A week after Capitol Hill was stormed by a mob at the encouragement of President Donald Trump, his family real estate company lost its leasing team and $17 million in contracts with New York City.
Since the Jan. 6 attack, companies have been distancing themselves from the president’s brand and the Trump Organization has seen one relationship after another come undone.
Among them are Deutsche Bank, Signature Bank, social media and eCommerce companies of all kinds, and PGA of America, which pulled its championship from Trump’s New Jersey golf course Monday.
That list now includes Cushman & Wakefield and New York City, according to reports from the Washington Post and New York Times.
The commercial brokerage, which handled office leasing at Trump Tower and 40 Wall Street in New York and retail leasing at the Trump Organization’s Chicago hotel, said Tuesday night in a statement to the Washington Post, “Cushman & Wakefield has made the decision to no longer do business with The Trump Organization.”
Fred Trump III, the president’s nephew, is a leasing director at the firm. Sources told Business Insider that he was recently asked to leave the company. Neither he nor Cushman & Wakefield responded to requests for comment, and Trump continues to list his position at the firm on LinkedIn.
It’s unclear who will handle leasing at Trump Organization properties going forward. The firm did not respond to requests for comment.

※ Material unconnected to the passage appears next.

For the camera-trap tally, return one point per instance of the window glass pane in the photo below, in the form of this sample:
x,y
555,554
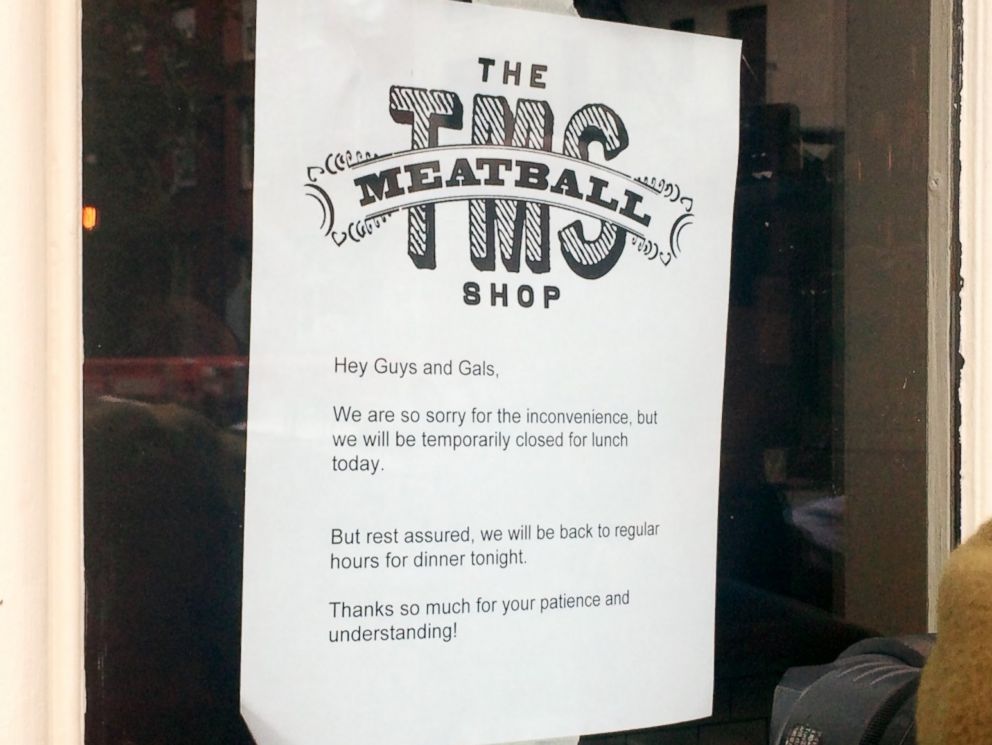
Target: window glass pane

The Capitol incursion prompted the city to review its four contracts with the Trump Organization, which Mayor Bill de Blasio claims are worth $17 million a year. It had considered ending them after previous controversies but did not see a legal way out. Then on Wednesday morning the city pulled the trigger, saying it would cancel Trump’s contracts to run the Central Park Carousel, two Central Park ice-skating rinks and Trump Golf Links at Ferry Point in the Bronx.
Amanda Miller, a spokesperson for the Trump Organization, told the Times it would fight the city’s decision “vigorously.”
“The City of New York has no legal right to end our contracts and if they elect to proceed, they will owe the Trump Organization over $30 million,” she said in a statement. “This is nothing more than political discrimination, an attempt to infringe on the First Amendment.”
New York City’s decision to cancel its contracts with the Trump Organization raises the spectre of whether something similar could occur at the Trump International Hotel Washington, D.C. The firm has a ground lease with the federal government for the former post office turned hotel.
Brokerage JLL was working with the Trump Organization to sell the property since last year, but days after the unrest at the Capitol Building, JLL confirmed it would not be involved in the deal.
The Trump Organization did not respond to requests for comment.